With a stellar CV that highlights numerous accolades, including induction into the Liberty Awards Hall of Fame, as well as a proven track record as one of media’s most successful leaders, why has he stayed in radio, which is not necessarily the most lucrative of industries?

“I have not seen one industry that would have afforded me the opportunity of shifting the cultural needle. None,” he says resolutely. “I mean, radio is a very versatile medium. When you think about other traditional forms of media, they’ve been under enormous pressure, but radio is a complimentary medium, so it finds its way to survive that perspective. There hasn’t been a medium that competes with [just] listening.”

Image: FREE STOCK IMAGE/PIXABAY

After 25 years in media, what has been his proudest moment? “I think my proudest moment has been being able to watch the manifestation of the Afropolitan over the period. So when I started with YFM, it was a certain mindset, the same sort of presentation of a people. Being African was not fashionable. If anything, we all wanted to be anything but, you know?” (He says “you know” a lot.)

“Being able to contribute to the consciousness conversation in the way that we did; whether it was pushing local music, local firms on air — being able to repackage offerings for Afropolitans.”

“I’ve been blessed with having worked with the two most important markets in South Africa, [youth and adult]. I don’t know any other radio manager who’s had a chance to work with the same people over two different, very important, life stages. And that, I suppose, is a moment of pride. Even though it’s not something that I created, but getting the opportunity to do that was incredible.”

His reach has gone beyond radio and music. His involvement has extended into other areas, such as art and film.

“FM is just one frequency. It’s just one channel through which you disperse this content. Culture as a whole is broad. So we’re focused on building alongside people who are creative, people who are creating products that showcase just how amazing Africans are.”

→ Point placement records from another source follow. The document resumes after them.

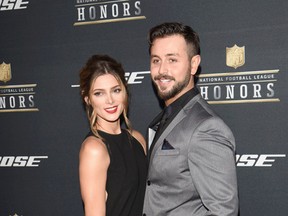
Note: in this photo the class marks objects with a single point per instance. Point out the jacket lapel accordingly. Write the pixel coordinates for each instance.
(160, 137)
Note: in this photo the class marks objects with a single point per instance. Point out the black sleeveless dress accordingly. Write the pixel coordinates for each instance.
(126, 177)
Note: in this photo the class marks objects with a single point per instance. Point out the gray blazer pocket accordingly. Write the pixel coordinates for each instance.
(168, 152)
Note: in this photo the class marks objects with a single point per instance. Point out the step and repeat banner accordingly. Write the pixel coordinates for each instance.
(44, 44)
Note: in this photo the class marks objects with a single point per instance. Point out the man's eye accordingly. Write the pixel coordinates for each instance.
(155, 61)
(172, 60)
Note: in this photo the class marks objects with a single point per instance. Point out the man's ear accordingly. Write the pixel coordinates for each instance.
(195, 62)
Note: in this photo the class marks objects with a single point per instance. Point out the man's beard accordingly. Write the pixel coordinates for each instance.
(176, 89)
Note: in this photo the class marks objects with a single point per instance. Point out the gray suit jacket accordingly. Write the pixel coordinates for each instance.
(192, 167)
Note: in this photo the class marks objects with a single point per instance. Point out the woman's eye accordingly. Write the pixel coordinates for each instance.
(97, 93)
(117, 90)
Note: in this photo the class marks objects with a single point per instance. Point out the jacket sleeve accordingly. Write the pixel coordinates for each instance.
(212, 166)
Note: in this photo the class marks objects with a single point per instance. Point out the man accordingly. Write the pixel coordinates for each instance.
(192, 156)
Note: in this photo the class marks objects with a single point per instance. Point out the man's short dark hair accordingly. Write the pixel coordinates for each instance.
(168, 29)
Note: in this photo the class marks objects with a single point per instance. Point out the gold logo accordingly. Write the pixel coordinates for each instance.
(5, 72)
(235, 56)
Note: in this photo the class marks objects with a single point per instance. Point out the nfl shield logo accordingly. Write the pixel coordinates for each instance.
(235, 56)
(5, 72)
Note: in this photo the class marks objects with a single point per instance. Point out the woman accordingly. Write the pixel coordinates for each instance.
(112, 161)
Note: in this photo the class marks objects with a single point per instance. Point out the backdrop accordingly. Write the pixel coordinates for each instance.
(43, 45)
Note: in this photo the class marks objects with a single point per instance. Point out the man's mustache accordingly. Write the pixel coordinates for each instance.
(163, 77)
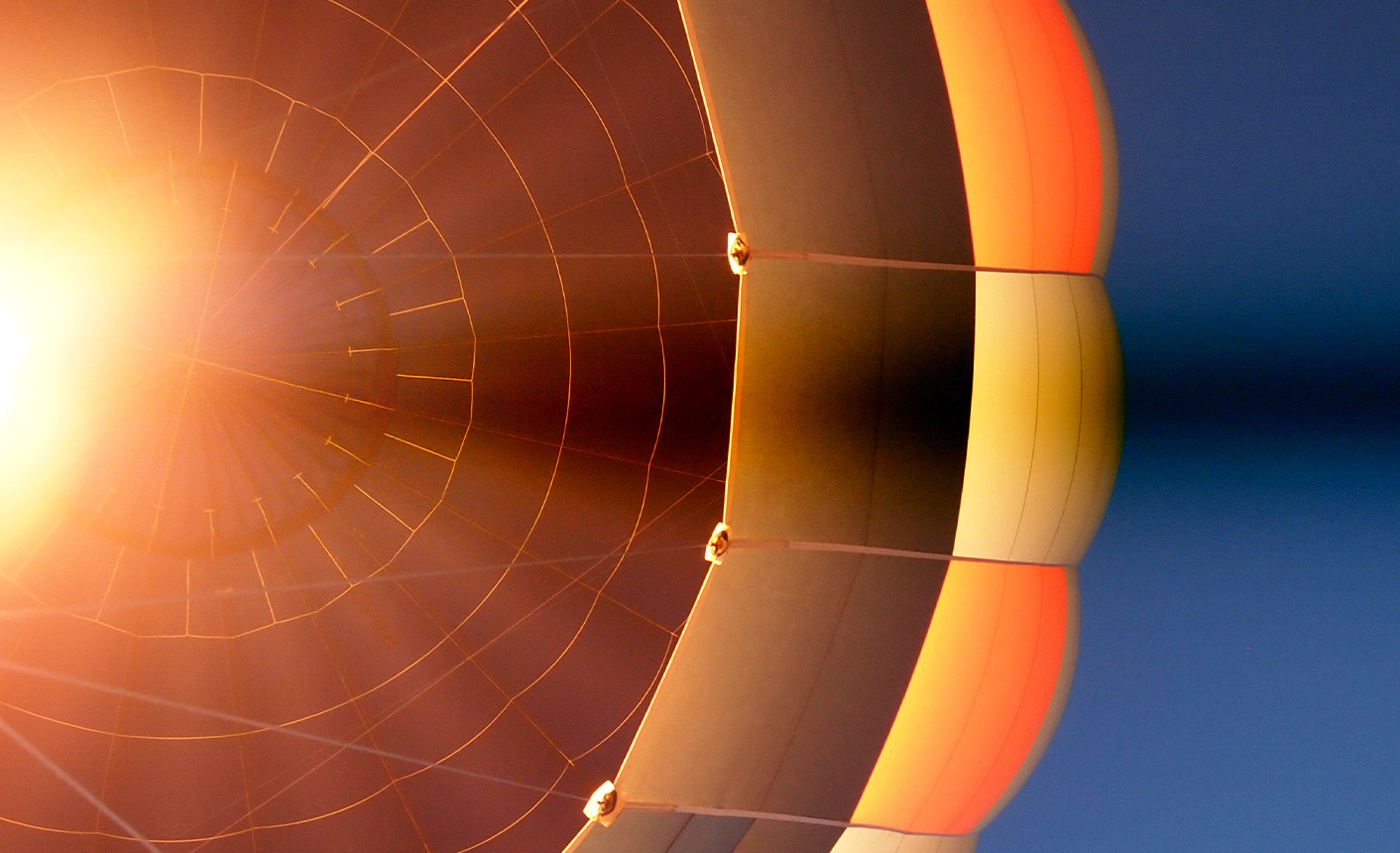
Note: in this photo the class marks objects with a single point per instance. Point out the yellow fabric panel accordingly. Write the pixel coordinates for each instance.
(976, 702)
(882, 840)
(1101, 422)
(1056, 422)
(1046, 422)
(1002, 421)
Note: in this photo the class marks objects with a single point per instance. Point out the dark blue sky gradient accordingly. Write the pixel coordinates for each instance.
(1239, 671)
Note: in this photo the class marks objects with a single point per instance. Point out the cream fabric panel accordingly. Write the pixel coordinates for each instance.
(1046, 422)
(882, 840)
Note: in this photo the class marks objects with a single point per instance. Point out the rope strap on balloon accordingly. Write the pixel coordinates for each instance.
(608, 801)
(721, 543)
(741, 252)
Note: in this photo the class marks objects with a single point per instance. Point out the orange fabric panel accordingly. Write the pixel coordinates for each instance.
(1028, 132)
(976, 700)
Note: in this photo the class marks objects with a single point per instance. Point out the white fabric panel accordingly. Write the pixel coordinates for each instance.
(1046, 422)
(882, 840)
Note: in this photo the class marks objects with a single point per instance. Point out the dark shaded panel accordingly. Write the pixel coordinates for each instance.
(833, 128)
(907, 128)
(784, 683)
(926, 401)
(859, 689)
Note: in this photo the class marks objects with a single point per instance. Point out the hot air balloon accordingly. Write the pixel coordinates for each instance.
(926, 428)
(381, 370)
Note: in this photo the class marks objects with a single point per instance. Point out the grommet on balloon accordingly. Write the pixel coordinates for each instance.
(605, 804)
(738, 252)
(719, 544)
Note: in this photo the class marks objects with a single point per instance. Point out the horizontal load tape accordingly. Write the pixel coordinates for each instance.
(766, 815)
(883, 552)
(897, 264)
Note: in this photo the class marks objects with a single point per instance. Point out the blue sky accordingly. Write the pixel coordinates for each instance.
(1239, 672)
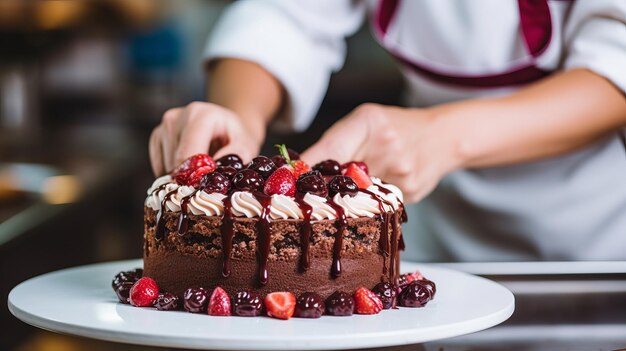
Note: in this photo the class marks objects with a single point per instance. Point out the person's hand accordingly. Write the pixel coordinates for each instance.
(403, 146)
(201, 127)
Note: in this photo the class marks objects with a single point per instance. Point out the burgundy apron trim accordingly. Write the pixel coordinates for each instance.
(536, 25)
(537, 32)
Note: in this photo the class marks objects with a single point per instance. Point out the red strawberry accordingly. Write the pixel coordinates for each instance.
(360, 164)
(282, 181)
(359, 176)
(280, 305)
(219, 303)
(185, 169)
(299, 167)
(195, 177)
(366, 302)
(144, 292)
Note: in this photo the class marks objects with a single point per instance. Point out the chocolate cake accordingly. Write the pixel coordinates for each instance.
(328, 229)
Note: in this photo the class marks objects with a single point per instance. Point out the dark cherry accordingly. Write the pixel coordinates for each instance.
(123, 291)
(126, 276)
(248, 180)
(309, 305)
(328, 167)
(415, 294)
(279, 160)
(227, 171)
(196, 300)
(342, 185)
(312, 183)
(230, 160)
(215, 183)
(167, 302)
(386, 292)
(263, 166)
(247, 304)
(340, 304)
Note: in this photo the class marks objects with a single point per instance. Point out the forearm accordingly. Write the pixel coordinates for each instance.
(554, 116)
(246, 89)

FM is just one frequency. It’s just one channel through which you disperse this content

Building for the future is also something Maloka is passionate about. “The whole thing about not thinking about [just] today is very difficult because we are hungry today, we want freedom today.

Everything has got to happen in our lifetime… and sometimes we make a lot of mistakes because we want to eat the fruit of the tree whose seed we should have planted. But if we understand the length it takes for a tree to grow and bear good fruits, that’s generally never in your lifetime.”

Maloka is more reticent on the issue of his legacy. “I don’t want to focus on building a legacy, because a legacy is what society decides when you die.

Dealing with challenges and opportunities as they present themselves to you is what we should be doing. I leave that decision to people because we make different impressions on different people for different things… but also understand that when you’re amongst other cows, best you be the purple cow.”